ピートは、その地域に生育している植物質が数千年以上に亘って堆積・炭化して出来るものなので、その品質は場所や地表からの深さによって大いに異なっている。ハイランド・パークのピート源は、蒸溜所から7マイルほど離れたホビスター・ヒルで、丘を覆っているブランケット・ピートといわれるタイプである。そのピートの品質は、アイラのラフロイグ蒸溜所のピートのように窪地や谷底に堆積し炭化の進んだ深い地層から掘り出され、燃やすとタール様の重厚な風味を与えるピートと、スペイサイドのトミントールのように表層に近いミズゴケとヘザーが炭化したフローラルなアロマを生じるピートとが混じっているとされている。ピートの切り出しは毎年4月から7月にかけて4人の作業員が機械掘りで約300トンを掘り出している。
3. ピートの貯蔵庫:ピートは塊と粉塵が混じっているが、これはピートを熱源としてどんどん燃やすのではなく、煙がよく出るように燻して麦芽にピート香を着けるのに都合が良い。

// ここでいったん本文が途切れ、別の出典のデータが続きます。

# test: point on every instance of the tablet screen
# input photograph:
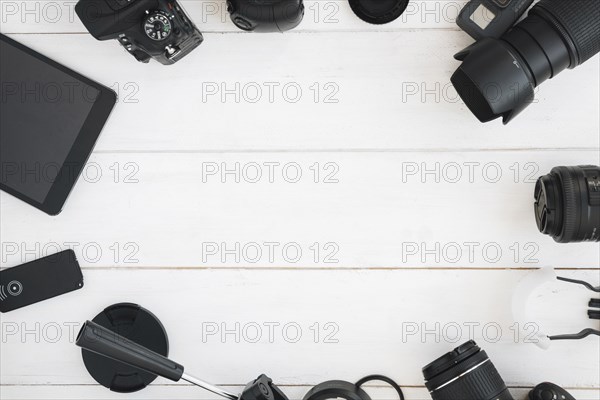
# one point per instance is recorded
(42, 111)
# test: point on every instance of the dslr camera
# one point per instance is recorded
(158, 29)
(162, 30)
(500, 71)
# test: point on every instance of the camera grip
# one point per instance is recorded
(105, 342)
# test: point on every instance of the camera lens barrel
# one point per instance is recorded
(567, 204)
(466, 373)
(498, 76)
(577, 20)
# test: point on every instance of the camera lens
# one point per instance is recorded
(567, 204)
(465, 374)
(498, 76)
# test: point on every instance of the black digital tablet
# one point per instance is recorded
(50, 119)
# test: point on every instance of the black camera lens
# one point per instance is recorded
(498, 76)
(567, 204)
(465, 374)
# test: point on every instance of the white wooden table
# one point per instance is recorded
(327, 183)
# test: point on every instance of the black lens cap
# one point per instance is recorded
(378, 11)
(138, 325)
(450, 360)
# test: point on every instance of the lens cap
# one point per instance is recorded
(378, 11)
(450, 360)
(134, 323)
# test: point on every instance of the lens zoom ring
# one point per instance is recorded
(483, 383)
(581, 21)
(570, 221)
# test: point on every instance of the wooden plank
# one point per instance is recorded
(47, 16)
(381, 90)
(181, 392)
(301, 210)
(216, 321)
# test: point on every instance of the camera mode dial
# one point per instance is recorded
(158, 26)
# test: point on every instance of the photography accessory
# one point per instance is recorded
(134, 323)
(378, 11)
(567, 204)
(51, 119)
(549, 391)
(107, 343)
(498, 76)
(465, 374)
(348, 391)
(39, 280)
(522, 295)
(158, 29)
(266, 15)
(491, 18)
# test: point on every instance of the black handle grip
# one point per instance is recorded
(105, 342)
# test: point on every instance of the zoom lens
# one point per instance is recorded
(465, 374)
(498, 76)
(567, 204)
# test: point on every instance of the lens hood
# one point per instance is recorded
(378, 11)
(492, 80)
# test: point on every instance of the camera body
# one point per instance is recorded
(158, 29)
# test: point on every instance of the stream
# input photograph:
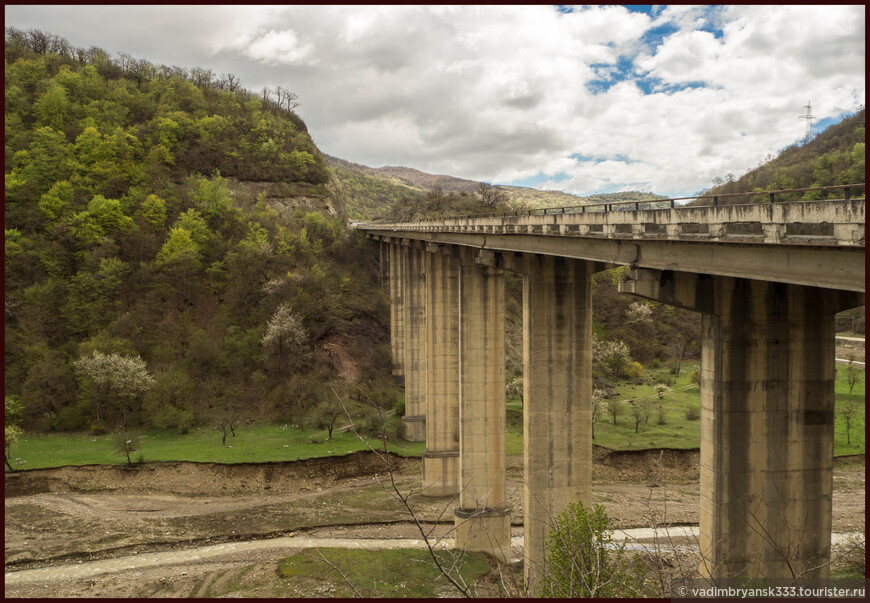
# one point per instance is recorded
(87, 569)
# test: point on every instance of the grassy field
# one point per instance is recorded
(252, 444)
(268, 443)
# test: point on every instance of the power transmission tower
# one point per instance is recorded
(809, 117)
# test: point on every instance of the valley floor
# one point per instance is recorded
(58, 523)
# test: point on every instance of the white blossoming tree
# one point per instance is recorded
(284, 333)
(119, 379)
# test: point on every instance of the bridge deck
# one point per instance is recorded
(807, 243)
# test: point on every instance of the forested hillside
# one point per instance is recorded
(133, 229)
(834, 156)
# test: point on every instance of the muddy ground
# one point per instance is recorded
(74, 515)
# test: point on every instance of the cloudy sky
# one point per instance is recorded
(582, 99)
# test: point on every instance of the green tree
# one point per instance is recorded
(52, 107)
(611, 357)
(582, 562)
(58, 201)
(13, 414)
(325, 415)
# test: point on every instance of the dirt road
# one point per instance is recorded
(78, 515)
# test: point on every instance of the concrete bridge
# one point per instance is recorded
(767, 278)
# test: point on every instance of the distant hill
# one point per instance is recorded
(370, 192)
(834, 156)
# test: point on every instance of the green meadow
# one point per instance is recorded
(671, 422)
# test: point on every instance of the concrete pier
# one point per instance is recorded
(557, 377)
(441, 457)
(414, 346)
(482, 518)
(397, 307)
(767, 420)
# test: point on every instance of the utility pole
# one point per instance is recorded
(809, 117)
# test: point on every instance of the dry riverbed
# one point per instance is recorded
(58, 517)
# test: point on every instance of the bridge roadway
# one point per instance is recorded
(768, 279)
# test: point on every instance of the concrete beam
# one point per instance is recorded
(832, 266)
(767, 420)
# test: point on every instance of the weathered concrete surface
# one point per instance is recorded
(414, 345)
(557, 380)
(767, 420)
(758, 241)
(441, 458)
(397, 307)
(482, 520)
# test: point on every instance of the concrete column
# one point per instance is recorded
(397, 308)
(767, 419)
(441, 457)
(767, 431)
(482, 518)
(414, 348)
(557, 395)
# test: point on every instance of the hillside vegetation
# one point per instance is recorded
(141, 221)
(834, 156)
(401, 193)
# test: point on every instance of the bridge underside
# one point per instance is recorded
(767, 400)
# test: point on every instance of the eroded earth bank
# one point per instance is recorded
(74, 515)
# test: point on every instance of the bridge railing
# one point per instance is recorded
(849, 190)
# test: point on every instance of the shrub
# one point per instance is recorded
(581, 560)
(400, 406)
(634, 370)
(664, 378)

モルティング・フロアーは、Y字型に二つに分かれているが、合計1バッチ当り15トン、7日間発芽。8時間毎に芝刈り機を思わせる電動の攪拌機で麦層をひっくり返して発芽に伴って発生した炭酸ガスを除き、温度を下げ、麦に酸素を与え、伸びてきた根っ子が絡まらないようにする。発芽が終了するとキルンに上げて乾燥させる。乾燥は2日間サイクルである。最初の20時間はピートだけを燃やして60℃以下で乾燥し、次の18時間はコークスに切り替えて65℃で乾燥させる。一回当たりピート約2トンとコークス約1トンが必要である。乾燥の終わった麦芽は根っ子を取り除いてサイロで保管する。フロアー・モルティングによる自家製麦は蒸溜所が必要とする麦芽の約20%。残り80%は英本土の製麦工場から購入している。

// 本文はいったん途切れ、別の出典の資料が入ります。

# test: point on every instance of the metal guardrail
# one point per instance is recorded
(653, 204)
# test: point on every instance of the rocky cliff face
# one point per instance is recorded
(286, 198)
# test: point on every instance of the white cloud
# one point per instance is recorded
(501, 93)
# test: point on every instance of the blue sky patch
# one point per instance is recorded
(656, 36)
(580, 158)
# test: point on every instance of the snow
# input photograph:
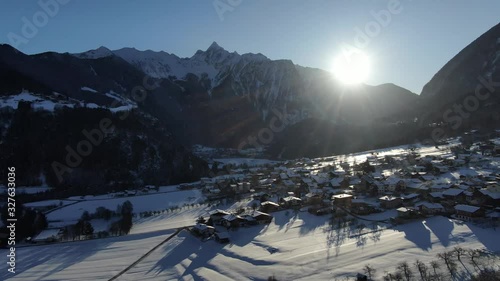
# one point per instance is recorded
(27, 190)
(466, 208)
(163, 65)
(37, 102)
(88, 89)
(47, 203)
(98, 259)
(48, 233)
(293, 247)
(150, 202)
(47, 104)
(251, 162)
(98, 53)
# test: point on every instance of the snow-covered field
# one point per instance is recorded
(91, 260)
(295, 246)
(150, 202)
(27, 190)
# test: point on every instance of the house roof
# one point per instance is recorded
(266, 203)
(429, 205)
(201, 226)
(47, 233)
(291, 198)
(341, 196)
(410, 196)
(222, 235)
(219, 212)
(453, 192)
(387, 198)
(231, 217)
(467, 208)
(258, 213)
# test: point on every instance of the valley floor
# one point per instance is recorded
(295, 246)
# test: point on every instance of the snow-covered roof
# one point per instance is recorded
(46, 234)
(387, 198)
(429, 205)
(341, 196)
(467, 208)
(201, 226)
(453, 192)
(231, 217)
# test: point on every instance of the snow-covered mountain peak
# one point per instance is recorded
(215, 47)
(98, 53)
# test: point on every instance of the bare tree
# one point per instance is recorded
(422, 269)
(451, 265)
(459, 251)
(435, 266)
(405, 270)
(369, 271)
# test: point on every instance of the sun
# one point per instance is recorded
(353, 68)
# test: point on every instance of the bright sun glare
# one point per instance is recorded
(352, 68)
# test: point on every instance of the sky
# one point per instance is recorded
(407, 41)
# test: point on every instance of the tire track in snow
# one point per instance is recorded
(147, 254)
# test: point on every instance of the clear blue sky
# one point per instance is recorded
(415, 44)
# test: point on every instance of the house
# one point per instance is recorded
(203, 230)
(222, 237)
(468, 212)
(232, 220)
(259, 217)
(342, 200)
(290, 201)
(394, 183)
(336, 182)
(407, 198)
(361, 207)
(390, 202)
(455, 194)
(430, 208)
(47, 236)
(269, 206)
(403, 212)
(217, 215)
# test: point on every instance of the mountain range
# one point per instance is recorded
(219, 98)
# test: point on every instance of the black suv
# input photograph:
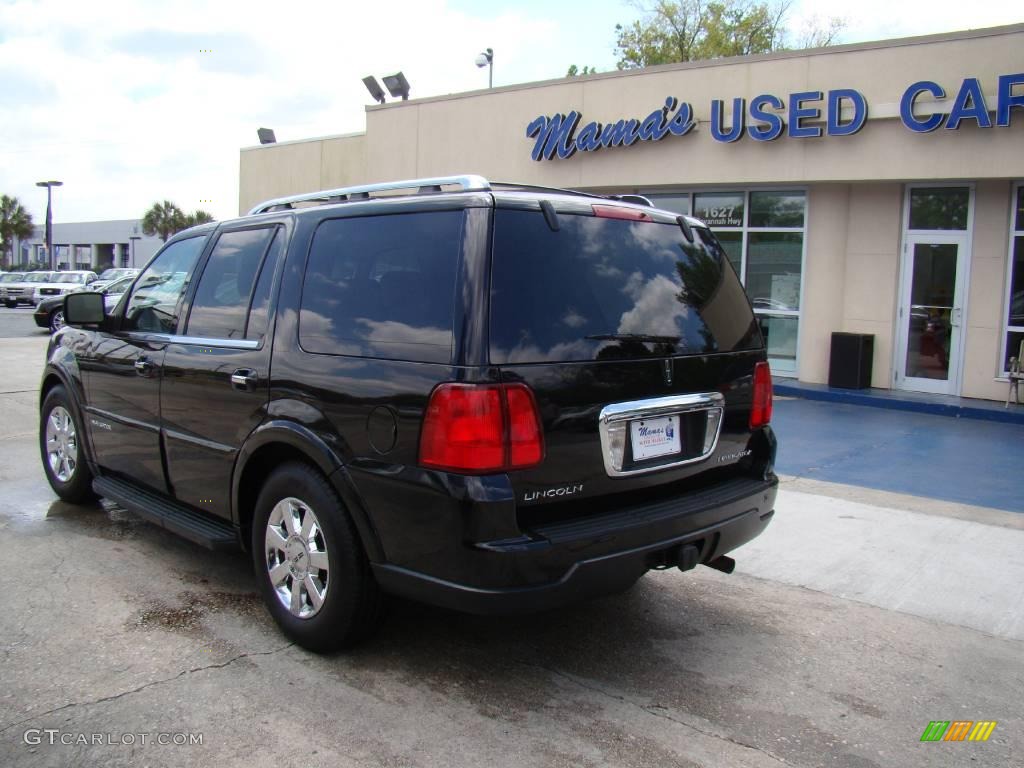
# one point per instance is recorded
(492, 397)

4.ハイランド・パーク蒸溜所のキルン内部:写真はピート乾燥の期間の様子で、ピートの煙成分が麦芽に付着しやすい麦芽の水分が25%以上の時に行う。水分が盛んに蒸発しているので、キルンの中はむっとしている。乾燥麦芽のフェノール分は約20ppm(麦芽1㎏当り20㎎)である。
■仕込み 発酵 蒸溜
仕込槽はセミ・ラウター式で、一回の仕込み量は麦芽6.4トンである。原料麦芽は自家製麦の麦芽20%と購入麦芽80%を混合して使用する。仕込みのサイクル・タイムは約5時間で、29,000リットルの麦汁を発酵槽に送る。発酵槽では送られてきた麦汁の温度が適温であることを確認し、比重計で濃度を測り麦汁中のエキス分を測定する。これは仕込みでのエキス分の回収率が正常であったか、また得られたエキス分から発酵によるアルコール分の生成量が予測出来るので、実際に発酵後に得られた醪のアルコール分と比較して発酵が正常に行われたかを管理するのに利用する。発酵槽は一基当たり張り込み量29,000リットルの木桶発酵槽が12基。イーストはマウリ(Mauri)社の蒸溜用酵母を使用し、発酵時間は約56時間である。

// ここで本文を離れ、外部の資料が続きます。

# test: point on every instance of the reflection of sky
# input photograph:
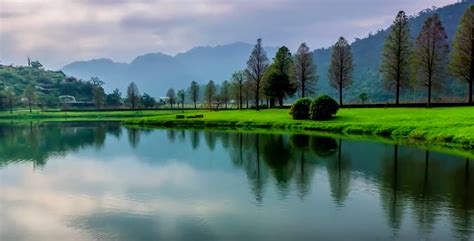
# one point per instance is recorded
(164, 190)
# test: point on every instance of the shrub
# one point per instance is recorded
(300, 109)
(323, 108)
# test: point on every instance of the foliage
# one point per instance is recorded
(461, 65)
(133, 95)
(363, 97)
(114, 99)
(341, 67)
(396, 55)
(279, 77)
(305, 68)
(210, 93)
(431, 52)
(323, 108)
(171, 97)
(256, 67)
(300, 109)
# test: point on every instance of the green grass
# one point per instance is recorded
(445, 126)
(441, 126)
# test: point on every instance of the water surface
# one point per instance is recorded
(102, 181)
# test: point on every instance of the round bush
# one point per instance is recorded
(300, 109)
(323, 108)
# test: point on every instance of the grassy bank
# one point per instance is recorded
(444, 126)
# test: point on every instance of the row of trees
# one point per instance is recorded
(425, 61)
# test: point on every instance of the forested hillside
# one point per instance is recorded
(367, 54)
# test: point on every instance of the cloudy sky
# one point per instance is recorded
(58, 32)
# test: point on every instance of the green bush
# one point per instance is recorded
(323, 108)
(300, 109)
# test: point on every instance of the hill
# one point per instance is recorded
(156, 72)
(49, 84)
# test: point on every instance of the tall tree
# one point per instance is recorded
(279, 78)
(305, 69)
(181, 96)
(194, 92)
(210, 93)
(256, 67)
(461, 65)
(225, 92)
(30, 94)
(431, 52)
(341, 68)
(396, 55)
(133, 94)
(171, 97)
(238, 78)
(98, 96)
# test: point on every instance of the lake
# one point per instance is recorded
(103, 181)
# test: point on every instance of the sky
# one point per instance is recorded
(58, 32)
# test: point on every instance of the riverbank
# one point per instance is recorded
(441, 126)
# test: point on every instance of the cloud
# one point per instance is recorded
(58, 32)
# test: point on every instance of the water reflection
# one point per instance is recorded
(189, 181)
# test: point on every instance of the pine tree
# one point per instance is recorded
(431, 52)
(461, 65)
(305, 71)
(340, 68)
(396, 55)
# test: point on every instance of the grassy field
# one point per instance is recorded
(443, 126)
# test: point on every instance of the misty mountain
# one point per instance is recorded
(155, 72)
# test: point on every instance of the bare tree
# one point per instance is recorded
(305, 69)
(256, 67)
(341, 68)
(396, 55)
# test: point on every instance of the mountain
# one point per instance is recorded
(154, 73)
(367, 54)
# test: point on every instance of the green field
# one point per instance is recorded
(442, 126)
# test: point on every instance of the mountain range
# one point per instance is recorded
(154, 73)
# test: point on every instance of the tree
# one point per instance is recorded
(431, 52)
(133, 94)
(194, 92)
(171, 97)
(114, 99)
(30, 94)
(238, 78)
(210, 93)
(225, 92)
(278, 78)
(10, 97)
(148, 101)
(305, 69)
(98, 96)
(396, 55)
(181, 96)
(341, 68)
(36, 64)
(461, 65)
(256, 67)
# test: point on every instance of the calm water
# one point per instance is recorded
(107, 182)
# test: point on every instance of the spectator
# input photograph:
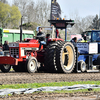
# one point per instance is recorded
(85, 39)
(47, 37)
(6, 48)
(41, 37)
(74, 41)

5.木桶発酵槽と麦汁の比重測定:麦汁中のエキス分には麦芽から抽出された糖分、アミノ酸、ビタミン、ミネラル等が含まれ、酵母はこれらの成分を発酵してウイスキーのスピリッツに変える。成分が多いほど麦汁の比重が重くなるので、写真のように麦汁中に浮秤を浮かべ、目盛を読み取ることで比重を量り、麦汁中のエキス分を測定する。
蒸溜は、張り込み量14,500リットルの初溜釜が2基、サイクル・タイムは約5時間。再溜釜は張り込み量7,660リットルの再溜釜が2基で、一回の蒸溜に7-8時間を要する。加熱は蒸気加熱で、コンデンサーはシェル・アンド・チューブ式。年間蒸溜能力は2,500キロリットル・アルコールである。自家製麦の麦芽のフェノールは高いが、混合使用している購入麦芽はノン・ピーテットなので、スピリッツは‘ややピーティー’といったところである。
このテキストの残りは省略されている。